Politicians are conscious liars—often proudly so. Indeed, that’s their job, to persuade people to support them regardless of their merits rather than because of them, and to justify the actions that the economy demands they make. Politicians confront journalists, grinning from ear-to-ear, knowing their interviewer knows that they are lying, as they dance through the empty ritual of a media interview.
The issue of taxation dominates contemporary political discourse, with each party competing to be the Party of Low Taxation, whilst simultaneously offering voters higher public services. Tories allege the tax burden has risen, Labour states that tax rates have been cut, endless streams of statistics are hurled in either direction, with illumination being no-one’s goal. In the meantime, leftists bleat and demand that Labour “tax the rich and make them pay”. On top of all that, the immense complexity of the taxation system and tax havens, coupled with intricate shifts in the economy and in methods of presentation, makes it a struggle to try to accurately find out what is really happening.
As a part of the politicians image campaigns, and their half-truthful manifesto, they pledged themselves to lower income tax when elected. In the manner of political debate, this allowed their speakers to state that they were going to lower taxes (that is, income tax) even as and when they were going about raising the overall tax burden. The shift from taxation directly on the point production to indirect taxation on consumption has been gradually going on.
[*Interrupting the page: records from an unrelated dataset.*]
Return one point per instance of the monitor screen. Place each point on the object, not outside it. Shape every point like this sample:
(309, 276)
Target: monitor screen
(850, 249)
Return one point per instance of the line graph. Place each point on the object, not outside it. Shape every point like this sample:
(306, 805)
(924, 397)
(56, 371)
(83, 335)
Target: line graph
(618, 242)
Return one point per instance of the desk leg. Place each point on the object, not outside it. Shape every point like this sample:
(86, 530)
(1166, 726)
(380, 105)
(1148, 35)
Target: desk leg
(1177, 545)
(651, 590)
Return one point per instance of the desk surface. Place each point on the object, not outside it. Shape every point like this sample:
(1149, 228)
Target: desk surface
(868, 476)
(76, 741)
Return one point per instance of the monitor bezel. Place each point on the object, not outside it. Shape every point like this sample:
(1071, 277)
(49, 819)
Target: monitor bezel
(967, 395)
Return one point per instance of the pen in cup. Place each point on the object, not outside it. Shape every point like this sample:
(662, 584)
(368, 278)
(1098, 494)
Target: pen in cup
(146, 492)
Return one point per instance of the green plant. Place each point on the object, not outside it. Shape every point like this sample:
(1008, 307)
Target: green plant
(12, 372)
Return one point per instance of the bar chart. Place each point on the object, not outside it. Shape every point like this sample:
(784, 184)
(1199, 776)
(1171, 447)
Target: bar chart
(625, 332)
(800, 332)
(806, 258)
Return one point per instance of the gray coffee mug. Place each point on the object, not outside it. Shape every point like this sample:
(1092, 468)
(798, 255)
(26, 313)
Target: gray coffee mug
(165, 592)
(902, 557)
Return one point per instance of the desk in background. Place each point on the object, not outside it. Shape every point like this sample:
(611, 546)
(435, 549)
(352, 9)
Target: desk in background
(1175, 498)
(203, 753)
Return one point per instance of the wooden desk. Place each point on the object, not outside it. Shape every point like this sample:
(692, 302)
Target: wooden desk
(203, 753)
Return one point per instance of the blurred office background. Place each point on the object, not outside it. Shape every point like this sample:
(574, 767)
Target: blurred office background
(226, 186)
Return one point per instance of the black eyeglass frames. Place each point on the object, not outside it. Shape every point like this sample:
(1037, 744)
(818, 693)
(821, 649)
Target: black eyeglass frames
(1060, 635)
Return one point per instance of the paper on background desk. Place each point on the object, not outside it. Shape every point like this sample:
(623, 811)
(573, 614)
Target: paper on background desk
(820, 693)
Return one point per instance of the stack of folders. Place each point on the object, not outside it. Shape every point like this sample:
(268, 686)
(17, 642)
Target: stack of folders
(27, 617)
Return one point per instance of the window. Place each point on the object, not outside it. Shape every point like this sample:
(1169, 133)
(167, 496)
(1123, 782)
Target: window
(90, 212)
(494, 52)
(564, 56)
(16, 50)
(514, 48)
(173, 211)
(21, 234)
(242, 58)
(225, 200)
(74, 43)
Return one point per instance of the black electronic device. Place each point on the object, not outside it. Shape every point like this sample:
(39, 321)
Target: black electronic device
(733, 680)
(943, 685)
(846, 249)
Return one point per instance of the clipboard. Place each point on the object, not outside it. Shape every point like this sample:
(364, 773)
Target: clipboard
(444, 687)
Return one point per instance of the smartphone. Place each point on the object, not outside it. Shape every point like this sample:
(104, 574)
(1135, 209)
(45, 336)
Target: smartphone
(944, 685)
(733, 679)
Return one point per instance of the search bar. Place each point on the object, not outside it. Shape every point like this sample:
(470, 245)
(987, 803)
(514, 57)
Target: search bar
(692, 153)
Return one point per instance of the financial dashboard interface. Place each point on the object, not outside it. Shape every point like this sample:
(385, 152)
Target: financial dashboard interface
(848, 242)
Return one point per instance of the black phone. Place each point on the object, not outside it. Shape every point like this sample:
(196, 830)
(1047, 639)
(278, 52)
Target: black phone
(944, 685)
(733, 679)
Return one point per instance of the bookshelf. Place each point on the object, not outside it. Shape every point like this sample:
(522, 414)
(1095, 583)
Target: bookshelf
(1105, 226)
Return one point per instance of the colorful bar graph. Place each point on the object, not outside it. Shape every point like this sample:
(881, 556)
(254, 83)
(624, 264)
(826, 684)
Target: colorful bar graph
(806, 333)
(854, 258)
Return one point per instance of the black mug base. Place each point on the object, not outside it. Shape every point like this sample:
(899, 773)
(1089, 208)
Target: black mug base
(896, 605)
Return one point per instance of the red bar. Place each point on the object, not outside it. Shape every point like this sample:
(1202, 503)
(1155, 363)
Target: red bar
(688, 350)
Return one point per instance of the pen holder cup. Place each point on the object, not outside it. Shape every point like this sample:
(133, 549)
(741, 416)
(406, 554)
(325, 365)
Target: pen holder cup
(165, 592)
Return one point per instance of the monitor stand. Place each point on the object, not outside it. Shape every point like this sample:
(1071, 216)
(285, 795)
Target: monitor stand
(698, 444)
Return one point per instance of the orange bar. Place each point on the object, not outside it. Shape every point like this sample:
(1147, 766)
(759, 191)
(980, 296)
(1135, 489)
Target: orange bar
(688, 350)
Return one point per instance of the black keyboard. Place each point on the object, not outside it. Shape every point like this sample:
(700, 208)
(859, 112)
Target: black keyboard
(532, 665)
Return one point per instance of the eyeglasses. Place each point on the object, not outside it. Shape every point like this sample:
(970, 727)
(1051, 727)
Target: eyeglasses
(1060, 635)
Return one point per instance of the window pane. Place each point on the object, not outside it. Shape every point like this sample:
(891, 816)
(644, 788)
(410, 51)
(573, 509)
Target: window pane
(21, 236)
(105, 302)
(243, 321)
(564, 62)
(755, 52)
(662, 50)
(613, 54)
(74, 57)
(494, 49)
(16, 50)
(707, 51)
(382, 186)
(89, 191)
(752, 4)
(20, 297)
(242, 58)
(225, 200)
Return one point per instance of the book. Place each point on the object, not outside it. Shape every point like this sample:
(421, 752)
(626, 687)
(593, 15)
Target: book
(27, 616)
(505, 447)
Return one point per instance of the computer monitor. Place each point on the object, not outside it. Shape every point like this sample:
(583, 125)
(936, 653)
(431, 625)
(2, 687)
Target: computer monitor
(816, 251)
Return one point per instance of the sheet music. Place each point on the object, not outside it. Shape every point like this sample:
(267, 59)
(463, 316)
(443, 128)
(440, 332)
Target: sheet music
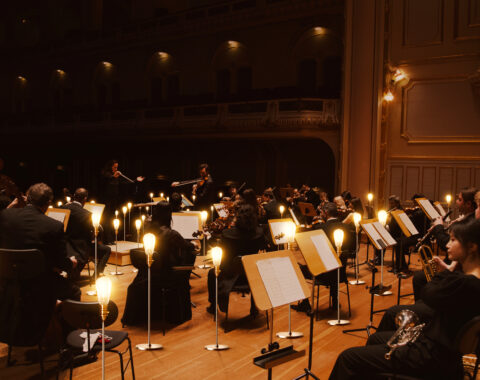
(297, 223)
(186, 224)
(221, 210)
(429, 209)
(280, 280)
(372, 232)
(384, 233)
(60, 216)
(278, 228)
(325, 252)
(408, 223)
(440, 209)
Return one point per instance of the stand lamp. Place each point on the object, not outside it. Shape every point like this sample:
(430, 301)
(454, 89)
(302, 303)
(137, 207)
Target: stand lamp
(104, 288)
(217, 259)
(116, 224)
(356, 220)
(149, 246)
(338, 236)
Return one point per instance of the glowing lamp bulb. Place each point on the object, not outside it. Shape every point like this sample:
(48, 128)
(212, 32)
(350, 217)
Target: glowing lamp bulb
(338, 238)
(96, 219)
(382, 217)
(149, 243)
(357, 218)
(104, 289)
(217, 256)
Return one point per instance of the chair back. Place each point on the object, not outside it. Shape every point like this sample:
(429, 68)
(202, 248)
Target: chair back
(21, 264)
(468, 338)
(86, 315)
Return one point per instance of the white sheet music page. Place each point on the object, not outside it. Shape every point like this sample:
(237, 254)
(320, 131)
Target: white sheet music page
(60, 216)
(185, 225)
(280, 280)
(372, 232)
(431, 211)
(408, 223)
(324, 251)
(384, 233)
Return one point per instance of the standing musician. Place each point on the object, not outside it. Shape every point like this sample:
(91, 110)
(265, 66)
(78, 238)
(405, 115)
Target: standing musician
(432, 355)
(204, 190)
(111, 179)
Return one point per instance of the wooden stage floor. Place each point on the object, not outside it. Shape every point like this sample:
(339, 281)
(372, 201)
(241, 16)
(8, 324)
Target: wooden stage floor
(184, 356)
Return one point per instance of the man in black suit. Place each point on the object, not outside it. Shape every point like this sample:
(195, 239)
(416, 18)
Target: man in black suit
(30, 228)
(80, 234)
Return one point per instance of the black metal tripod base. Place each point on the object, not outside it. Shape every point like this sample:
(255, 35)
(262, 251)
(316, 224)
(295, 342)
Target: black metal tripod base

There are limits, though, to the extent to which a government can exploit a monopoly or oligopoly to levy duties. If businesses are able to pass on the tax increase to the consumer in the form of higher prices this can cause problems. In some circumstances, if the price of a product rises alternative products are sought and demand is choked off. But since both tobacco and fuel, for example, are in their own ways essential with few if any substitute goods available, the result of any price increases caused by tax rises is that black markets and resentment grow up (as the state capitalist regimes in the former Soviet bloc found out). Recently the government has had to increase the amount of money spent on enforcing tobacco excise duty, which has eaten in considerably to its taxation gains. Despite the tantalising promises of politically safe revenue for governments, there are limits to the amounts that can be levied through excise duties.
The reality of the government’s position is that the state is effectively a tax-farming business, and like other businesses, it is entirely subject to the ebbs and flows of the market. It can only raise so much taxation, from any given source and the economy as a whole, as the state of the market will bear. Given that the surplus value siphoned off via taxation is surplus value that cannot be re-invested for capital accumulation by the private sector, taxation represents a restriction upon the capitalist class. Hence, historically, high taxation has been seen as anathema by the capitalists. The amount of tax revenue the state can garner is entirely circumscribed by the needs of profitability.
State spending cannot add to the total of demand in the economy, all it can do is actuate demand, and guide it to overcome consumption problems (e.g. such as sustaining the reserve army of labour). In an economy without nationalised units of production—such as we now have—the best it can do is simply help circulate goods.
Capital can tolerate the lost potential valorisation in times of plenty, but when accumulation and profitability slow, it begins to resent the resources lost to unproductive expenditure. Given that taxation has risen from about 9 percent of GDP at the beginning of the century to nearly 40 percent now, a figure that both Labour and Tories seem unable to reduce, it is clear that taxation is becoming too burdensome upon capital.
Like a ragged, has-been stage magician, the government must keep on performing its budgetary tricks to give the appearance of doing something—anything—to keep hold of some sort of interest in its audience. Taxes go up, go down, and are moved from place to place in a blinding game of find the lady. Underneath it all is a watered-down version of an old illusion—the illusion that the state can control the economy, can direct its course, by playing around with its tax structure. That the act remains the same, time after time, will not stop the show, since the has-beens refuse to stop. They need booing from the stage.